With 600,000 votes cast, the Beatles dominated the results, taking four out of 10 titles, and were declared Best Band of All Time in the Music for the Millennium poll.

Both the group and its songwriting duo, Paul McCartney and John Lennon, feature prominently in all the major categories they quality for, with Lennon taking the most influential musician title.

The Beatles' supremacy in the poll comes as no surprise, as rock and pop surveys are rarely topped by anyone else.

Despite breaking up three decades ago, the group have consistently won titles such as last year's Album of the Millennium for Sergeant Pepper's Lonely Hearts Club Band.

A separate survey, carried out around the same time by Virgin Publishing, claimed to have covered 200,000 people in the UK and US. It placed the Beatles' Revolver first, while Sergeant Pepper came second.

The Fab Four were even once voted "the band people are least likely to hang up on" when telephone callers to a switchboard were put on hold.

The reason for this, according to Helen Reddington, lecturer in commercial music at the University of Westminster, is simple: "The Beatles are a Shakespeare for the 20th century. Their appeal spans generations and their lyrics are as accessible today as they were 30 years ago to a different generation."

The Music of the Millennium survey, which took nearly a year to complete, was conducted by HMV and Channel 4 Television in association with Classic FM.

The Beatles polled more than 20 per cent of the vote in the Best Band of All Time section, 15 per cent more than Queen, who came second.

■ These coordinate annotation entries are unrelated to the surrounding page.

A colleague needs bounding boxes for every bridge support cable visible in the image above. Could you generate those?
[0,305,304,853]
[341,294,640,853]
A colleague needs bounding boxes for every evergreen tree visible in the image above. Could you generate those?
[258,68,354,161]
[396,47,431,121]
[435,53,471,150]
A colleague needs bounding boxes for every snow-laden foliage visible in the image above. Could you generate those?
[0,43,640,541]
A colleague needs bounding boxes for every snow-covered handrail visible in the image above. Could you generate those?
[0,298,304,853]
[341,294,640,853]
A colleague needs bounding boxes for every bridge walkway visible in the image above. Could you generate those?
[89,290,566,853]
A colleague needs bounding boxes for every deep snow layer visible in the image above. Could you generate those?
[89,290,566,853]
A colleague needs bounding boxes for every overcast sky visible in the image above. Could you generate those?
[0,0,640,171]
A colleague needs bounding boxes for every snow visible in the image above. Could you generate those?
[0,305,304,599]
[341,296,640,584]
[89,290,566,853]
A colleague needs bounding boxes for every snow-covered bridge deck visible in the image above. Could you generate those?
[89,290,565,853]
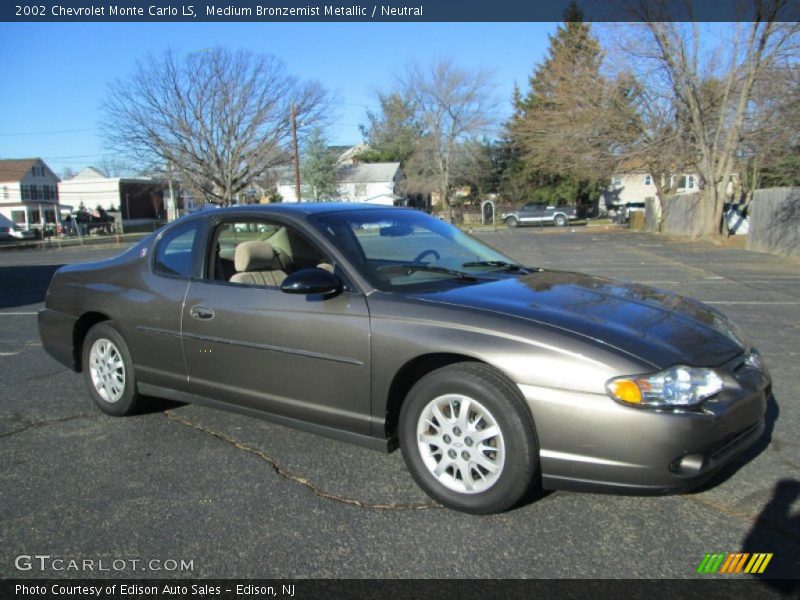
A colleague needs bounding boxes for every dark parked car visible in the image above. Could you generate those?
[501,202,578,227]
[39,203,770,513]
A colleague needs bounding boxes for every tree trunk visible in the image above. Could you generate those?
[700,184,724,237]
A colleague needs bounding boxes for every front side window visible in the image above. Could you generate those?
[310,209,519,291]
[153,221,200,279]
[206,219,334,287]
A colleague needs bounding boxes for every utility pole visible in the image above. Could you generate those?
[292,102,300,202]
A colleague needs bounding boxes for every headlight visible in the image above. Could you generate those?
[745,348,767,373]
[606,366,723,408]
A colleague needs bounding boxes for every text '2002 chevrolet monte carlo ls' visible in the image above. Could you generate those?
[39,204,771,513]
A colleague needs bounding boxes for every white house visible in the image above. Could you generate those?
[0,158,62,229]
[603,168,738,209]
[277,145,405,206]
[59,167,169,221]
[603,169,699,208]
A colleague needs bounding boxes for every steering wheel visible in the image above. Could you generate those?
[414,248,442,262]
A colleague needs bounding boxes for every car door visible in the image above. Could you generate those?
[519,202,536,223]
[183,222,370,434]
[123,219,204,392]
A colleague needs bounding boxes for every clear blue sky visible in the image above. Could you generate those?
[0,23,556,174]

Sergeant Pepper won the Best Album category with 4.6 per cent of the vote, more than twice as much as Michael Jackson's Thriller, which came second. Elvis Presley had six entries in the total list of 110, while the Beatles had five and Michael Jackson four.

More than 55 per cent of the shortlisted albums were released in the past 10 years, but the Seventies proved a more popular decade than the Eighties, polling 18 per cent of the entries compared with 11 per cent for the subsequent decade.

The vote for Most Influential Musician was slightly more eclectic, with two classical composers, Mozart and Bach, making it into the top 10, along with American icons Jimi Hendrix and Bob Dylan. At number five was Paul McCartney.

Robbie Williams was the only Nineties artist in the top 10, a success due at least in part to the popularity of his single "Angels", number three in the best song category. John Lennon and Paul McCartney took the top two positions for Best Songwriter, with Bob Dylan at number three.

Queen's "Bohemian Rhapsody" knocked the Beatles off the top spot in the Best Song category, but the Liverpool quartet managed nine songs in the top 110, followed by Elvis with eight and five from Oasis.

There were more than twice as many songs from the Nineties as the Sixties in the full list, and again the Eighties produced fewer hits than the Seventies.

Louis Armstrong was voted Best Jazz Musician with the highest ranked Brit, Courtney Pine, coming only 11th.

British women featured poorly in the Best Female Singer category, with Americans taking the top seven positions in the poll, which was topped by Madonna.

Vivaldi's Four Seasons won the Best Piece of Classical Music category. Beethoven had three entries in the top 10 and Mozart scored the highest number of entries in the list of 111.

The full results of the poll will be revealed on Channel 4, from 9pm on November 13.